Simpler serverless queues using AWS step functions

·

3 min read

The Problem: Knowing When All Jobs Are Done

Imagine you have a large-scale job as part of a workflow. One of my customers, for example, runs a highly isolated SaaS application that during application deployment runs database jobs for thousands of tenants. Once everything is finished, the system needs to send a callback to the SaaS app's control plane.

To efficiently process thousands of jobs, a queue-worker pattern is ideal. AWS SQS is a natural choice for queuing jobs, while Lambda or an ECS container acts as the worker. This setup allows for automatic scaling, retries, and dead-letter queues in case of failures.

However, one big challenge arises: how do you know when the queue is truly empty and you can proceed to the next step? Surprisingly, this is trickier than expected. Here are a few options:

Possible Solutions (and Their Problems)

  1. 1. Using SQS Metrics

    SQS does not provide a definitive metric for when a queue is completely empty. Since it is a distributed system, it cannot guarantee that all messages have been fully processed. This makes it unreliable for workflow coordination.

    2. Tracking Processed Jobs

    You could track the number of completed jobs versus the total expected count (e.g., in DynamoDB or the application’s control plane). However, this requires extra logic, which can be error-prone. Handling duplicate message processing, for instance, adds complexity.

    3. Using Step Functions as a Queue (Yes, Really!)

    At first, this might sound odd—why replace SQS with Step Functions? But Step Functions excel at workflow coordination, and they offer a built-in mechanism to track when all jobs have completed.

Step Functions 'Map' State: A Smarter Queue

The real issue is that the queue is part of a workflow—you need to act after all jobs have finished. This is exactly what AWS Step Functions are designed for.

Step Functions include a Map State, which allows you to pass in a list of jobs and process each one in a separate workflow. Once all (or a defined portion) of the jobs complete, Step Functions automatically proceeds to the next step.

Things to Consider:

  1. Payload Size Limits

    • If you're dealing with millions of jobs, you can't pass all data directly into the Map State due to size constraints.

    • Solution: Store job data in S3 and reference it from the Step Function.

  2. Cost

    • Step Functions (especially in Standard Mode) charge per state transition, and for millions of jobs, this can cost thousands of dollars. Much more than SQS! But for some use-cases it might be a better fit even though it is more expensive.

    • Cost-saving approaches:

      • Batch jobs within the processor step (though this makes handling partial failures harder).

      • Use Express Workflows, which are cheaper but come with limitations: jobs must complete within 10 minutes, and parallelism is capped at 30 workers.

Added Benefits of Step Functions

  • Controlled Concurrency: Prevent high down-stream load (e.g. to a database) by setting a max concurrency limit with one simple setting.

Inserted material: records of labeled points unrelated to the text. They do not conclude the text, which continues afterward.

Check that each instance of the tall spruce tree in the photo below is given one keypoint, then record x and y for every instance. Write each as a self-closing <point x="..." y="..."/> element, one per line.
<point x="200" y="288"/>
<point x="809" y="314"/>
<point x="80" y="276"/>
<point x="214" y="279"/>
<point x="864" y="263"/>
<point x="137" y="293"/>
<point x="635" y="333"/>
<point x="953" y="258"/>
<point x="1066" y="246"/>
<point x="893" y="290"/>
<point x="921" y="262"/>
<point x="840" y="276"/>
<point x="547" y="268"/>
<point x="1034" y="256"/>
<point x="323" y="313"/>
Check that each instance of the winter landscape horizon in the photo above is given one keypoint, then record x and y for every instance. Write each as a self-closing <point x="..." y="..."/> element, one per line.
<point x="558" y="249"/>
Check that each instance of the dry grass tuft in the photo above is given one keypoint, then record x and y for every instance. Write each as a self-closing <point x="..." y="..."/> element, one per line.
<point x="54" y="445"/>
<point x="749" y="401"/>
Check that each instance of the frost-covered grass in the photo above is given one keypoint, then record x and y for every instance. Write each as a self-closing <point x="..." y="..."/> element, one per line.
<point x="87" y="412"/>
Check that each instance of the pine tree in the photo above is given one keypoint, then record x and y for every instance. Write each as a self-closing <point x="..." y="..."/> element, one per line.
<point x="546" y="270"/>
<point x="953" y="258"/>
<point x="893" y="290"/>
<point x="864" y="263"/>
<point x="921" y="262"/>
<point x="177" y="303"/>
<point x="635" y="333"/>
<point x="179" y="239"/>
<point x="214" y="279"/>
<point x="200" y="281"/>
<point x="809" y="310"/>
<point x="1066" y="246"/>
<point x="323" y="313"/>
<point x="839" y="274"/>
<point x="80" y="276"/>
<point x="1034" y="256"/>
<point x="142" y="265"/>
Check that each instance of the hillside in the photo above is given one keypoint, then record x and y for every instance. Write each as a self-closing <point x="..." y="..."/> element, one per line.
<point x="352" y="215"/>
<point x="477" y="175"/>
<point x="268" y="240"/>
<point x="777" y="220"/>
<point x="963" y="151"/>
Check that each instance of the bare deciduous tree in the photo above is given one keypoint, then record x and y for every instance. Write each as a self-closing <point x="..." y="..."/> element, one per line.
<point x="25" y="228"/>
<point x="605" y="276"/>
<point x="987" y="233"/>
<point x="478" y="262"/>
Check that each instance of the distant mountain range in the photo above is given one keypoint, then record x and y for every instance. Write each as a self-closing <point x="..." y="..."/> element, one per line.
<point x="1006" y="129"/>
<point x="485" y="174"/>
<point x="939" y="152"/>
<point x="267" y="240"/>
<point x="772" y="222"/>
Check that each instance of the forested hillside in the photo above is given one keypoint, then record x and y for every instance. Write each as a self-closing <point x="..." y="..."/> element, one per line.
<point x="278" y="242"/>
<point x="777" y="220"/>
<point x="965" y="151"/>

  • Built-in Debugging & Visualization: Unlike SQS, Step Functions provide a clear execution history.

  • Queue-like Features: You can still configure retries, concurrency scaling, and dead-letter queues.

Conclusion

If your queue is part of a workflow and you need a clear indicator of when all jobs are complete, Step Functions can be a better alternative to SQS. They simplify orchestration, provide built-in visibility, and offer useful features like controlled concurrency and error handling.

For workloads requiring strict cost control or ultra-high scale, you might still need SQS. But if workflow clarity and job tracking matter, Step Functions are a powerful alternative.